“In the early 1980s, David Seeto and I visited the Lindenberg car collection in Pittsworth.
Joyce Lindenberg told us that her husband was a photographer and showed us one of his cameras. She sent us to the back of an old shed . . . a former darkroom with an earthen floor covered with glass plates. As there was no electricity, we collected the plates by candlelight.
We took about 500 glass plates back to Brisbane. There was an urgent need to proof and to protect the glass plates. The process revealed the extent and quality of the collection.

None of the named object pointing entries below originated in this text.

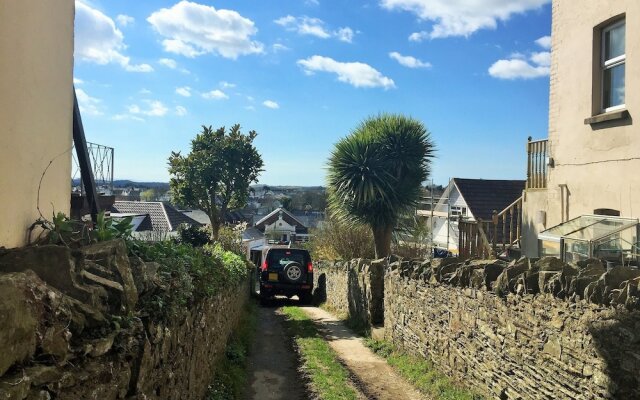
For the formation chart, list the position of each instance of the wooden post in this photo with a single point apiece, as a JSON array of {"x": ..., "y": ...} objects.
[{"x": 82, "y": 152}]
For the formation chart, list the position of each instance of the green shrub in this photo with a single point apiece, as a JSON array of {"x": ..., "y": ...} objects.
[
  {"x": 196, "y": 236},
  {"x": 187, "y": 274}
]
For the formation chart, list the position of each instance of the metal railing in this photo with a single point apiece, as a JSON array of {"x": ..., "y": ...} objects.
[
  {"x": 101, "y": 158},
  {"x": 537, "y": 153}
]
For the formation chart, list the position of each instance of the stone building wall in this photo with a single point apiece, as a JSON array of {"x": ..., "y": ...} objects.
[
  {"x": 73, "y": 328},
  {"x": 524, "y": 330}
]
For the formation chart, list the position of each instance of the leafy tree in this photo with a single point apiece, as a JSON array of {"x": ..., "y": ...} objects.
[
  {"x": 216, "y": 174},
  {"x": 286, "y": 203},
  {"x": 149, "y": 195},
  {"x": 375, "y": 174}
]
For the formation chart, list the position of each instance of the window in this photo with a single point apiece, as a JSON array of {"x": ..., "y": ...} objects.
[
  {"x": 457, "y": 211},
  {"x": 613, "y": 66}
]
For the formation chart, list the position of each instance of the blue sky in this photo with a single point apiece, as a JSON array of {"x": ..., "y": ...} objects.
[{"x": 304, "y": 73}]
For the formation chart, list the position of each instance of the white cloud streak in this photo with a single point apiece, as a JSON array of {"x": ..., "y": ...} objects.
[
  {"x": 409, "y": 61},
  {"x": 191, "y": 29},
  {"x": 98, "y": 40},
  {"x": 125, "y": 20},
  {"x": 517, "y": 66},
  {"x": 155, "y": 109},
  {"x": 215, "y": 94},
  {"x": 357, "y": 74},
  {"x": 461, "y": 17},
  {"x": 309, "y": 26}
]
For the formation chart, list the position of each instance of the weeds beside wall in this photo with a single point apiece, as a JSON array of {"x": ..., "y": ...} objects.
[
  {"x": 107, "y": 322},
  {"x": 478, "y": 324}
]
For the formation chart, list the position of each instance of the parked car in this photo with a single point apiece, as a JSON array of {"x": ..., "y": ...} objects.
[{"x": 287, "y": 272}]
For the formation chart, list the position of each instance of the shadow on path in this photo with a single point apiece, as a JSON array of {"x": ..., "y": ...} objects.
[{"x": 272, "y": 364}]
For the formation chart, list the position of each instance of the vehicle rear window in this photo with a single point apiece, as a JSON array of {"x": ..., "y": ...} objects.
[{"x": 282, "y": 257}]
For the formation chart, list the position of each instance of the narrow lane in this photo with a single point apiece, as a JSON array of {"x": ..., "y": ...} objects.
[
  {"x": 272, "y": 364},
  {"x": 376, "y": 378}
]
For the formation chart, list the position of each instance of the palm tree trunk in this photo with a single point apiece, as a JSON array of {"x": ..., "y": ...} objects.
[{"x": 382, "y": 238}]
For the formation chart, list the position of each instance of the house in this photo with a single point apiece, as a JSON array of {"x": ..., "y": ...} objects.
[
  {"x": 469, "y": 200},
  {"x": 36, "y": 110},
  {"x": 582, "y": 181},
  {"x": 151, "y": 216},
  {"x": 282, "y": 226}
]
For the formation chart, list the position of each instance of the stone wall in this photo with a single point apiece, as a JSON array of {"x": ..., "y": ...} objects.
[
  {"x": 73, "y": 329},
  {"x": 353, "y": 289},
  {"x": 525, "y": 330}
]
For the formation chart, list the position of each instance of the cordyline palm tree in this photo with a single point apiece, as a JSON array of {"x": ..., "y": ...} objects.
[{"x": 376, "y": 172}]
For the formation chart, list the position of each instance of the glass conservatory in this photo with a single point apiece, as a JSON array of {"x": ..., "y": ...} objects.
[{"x": 611, "y": 239}]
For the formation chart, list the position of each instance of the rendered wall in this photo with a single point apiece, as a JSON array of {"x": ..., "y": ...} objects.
[
  {"x": 36, "y": 80},
  {"x": 594, "y": 164}
]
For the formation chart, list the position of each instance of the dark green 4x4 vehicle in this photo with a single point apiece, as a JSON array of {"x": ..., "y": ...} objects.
[{"x": 286, "y": 272}]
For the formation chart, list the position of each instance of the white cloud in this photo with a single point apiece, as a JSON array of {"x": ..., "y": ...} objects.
[
  {"x": 181, "y": 111},
  {"x": 125, "y": 20},
  {"x": 184, "y": 91},
  {"x": 279, "y": 47},
  {"x": 88, "y": 105},
  {"x": 155, "y": 109},
  {"x": 314, "y": 27},
  {"x": 461, "y": 17},
  {"x": 544, "y": 42},
  {"x": 271, "y": 104},
  {"x": 215, "y": 95},
  {"x": 227, "y": 85},
  {"x": 354, "y": 73},
  {"x": 169, "y": 63},
  {"x": 98, "y": 40},
  {"x": 408, "y": 61},
  {"x": 139, "y": 68},
  {"x": 193, "y": 29},
  {"x": 345, "y": 34},
  {"x": 542, "y": 58},
  {"x": 517, "y": 69},
  {"x": 418, "y": 36},
  {"x": 122, "y": 117}
]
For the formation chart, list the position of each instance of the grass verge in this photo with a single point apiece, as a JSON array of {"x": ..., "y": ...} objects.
[
  {"x": 421, "y": 373},
  {"x": 329, "y": 380},
  {"x": 230, "y": 379}
]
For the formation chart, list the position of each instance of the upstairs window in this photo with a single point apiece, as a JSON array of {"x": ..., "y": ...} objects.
[{"x": 613, "y": 66}]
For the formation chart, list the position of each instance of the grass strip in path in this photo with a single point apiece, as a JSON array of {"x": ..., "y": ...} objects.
[
  {"x": 421, "y": 373},
  {"x": 230, "y": 380},
  {"x": 328, "y": 378}
]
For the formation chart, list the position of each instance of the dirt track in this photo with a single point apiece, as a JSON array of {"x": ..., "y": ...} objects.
[{"x": 273, "y": 364}]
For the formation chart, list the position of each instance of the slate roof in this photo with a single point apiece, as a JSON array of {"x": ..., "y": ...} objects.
[
  {"x": 483, "y": 196},
  {"x": 163, "y": 217},
  {"x": 286, "y": 215}
]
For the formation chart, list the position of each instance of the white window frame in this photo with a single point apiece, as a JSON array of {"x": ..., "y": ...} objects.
[{"x": 609, "y": 64}]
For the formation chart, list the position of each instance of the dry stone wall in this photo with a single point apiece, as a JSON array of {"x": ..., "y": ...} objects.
[
  {"x": 70, "y": 331},
  {"x": 526, "y": 330},
  {"x": 353, "y": 289}
]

It felt important, then and now, that the work of a fellow photographer should be preserved and brought to public attention. With a busy studio, I had little chance to do anything with them, but promised myself that once retired I would look at them.
Since Joyce Lindenberg had given us the plates, we believed wrongly for years that her husband was the man behind the camera. In fact, the photographer was Herbert John Pardey who rented space from the Lindenbergs.
Born in Hackney, England, in 1875, Pardey arrived in Victoria in 1895. He worked as a jackaroo before establishing a photographic business in Dungog, New South Wales. In 1900, he married Susan Crowell in Maitland and had two daughters. Alma passed away before her second birthday. Eileen was born in 1902.
Pardey’s poor health had already been the reason for his emigration and in 1907 he decided to move to Queensland for a climate more suited to his health. He chose Pittsworth and established his photography business there until 1917. The nature of country town photographer’s business was very broad. He was the recorder of the social and news events, weddings and portraits of the area. Pardey also did commercial work, including a contract to record the progress of the Millmerran-Pittsworth rail line.
Pardey shows a marked sense of originality when compared with other country photographers of the period. His strong visual language distinguished him from the stereotyped formality of the period and makes his images interesting and enjoyable.
This book contains personal choice of images with which I connect. The synchronicity goes further as one of the images is from a house and farm called Sunnyside in Southbrook and shows my wife, Katherine’s Grandmother and Great-Aunt, their parents, and the property.
Susan and Herbert Pardey had two sons in Pittsworth, George and Leonard.The family moved to Sydney in 1918. Herbert worked there for only 18 months with Harringtons Limited, a branch of Kodak. As his son, George said: “He was always wanted to be his own boss.” Herbert bought a studio in Cowra in 1920 and ran it until his death at the age of 57 in 1932. Eileen, George, and Leonard continued the business until the late 1980’s.
The Pittsworth collection has, after further research, expanded to 1050 glass plates, and has been digitised and shared.”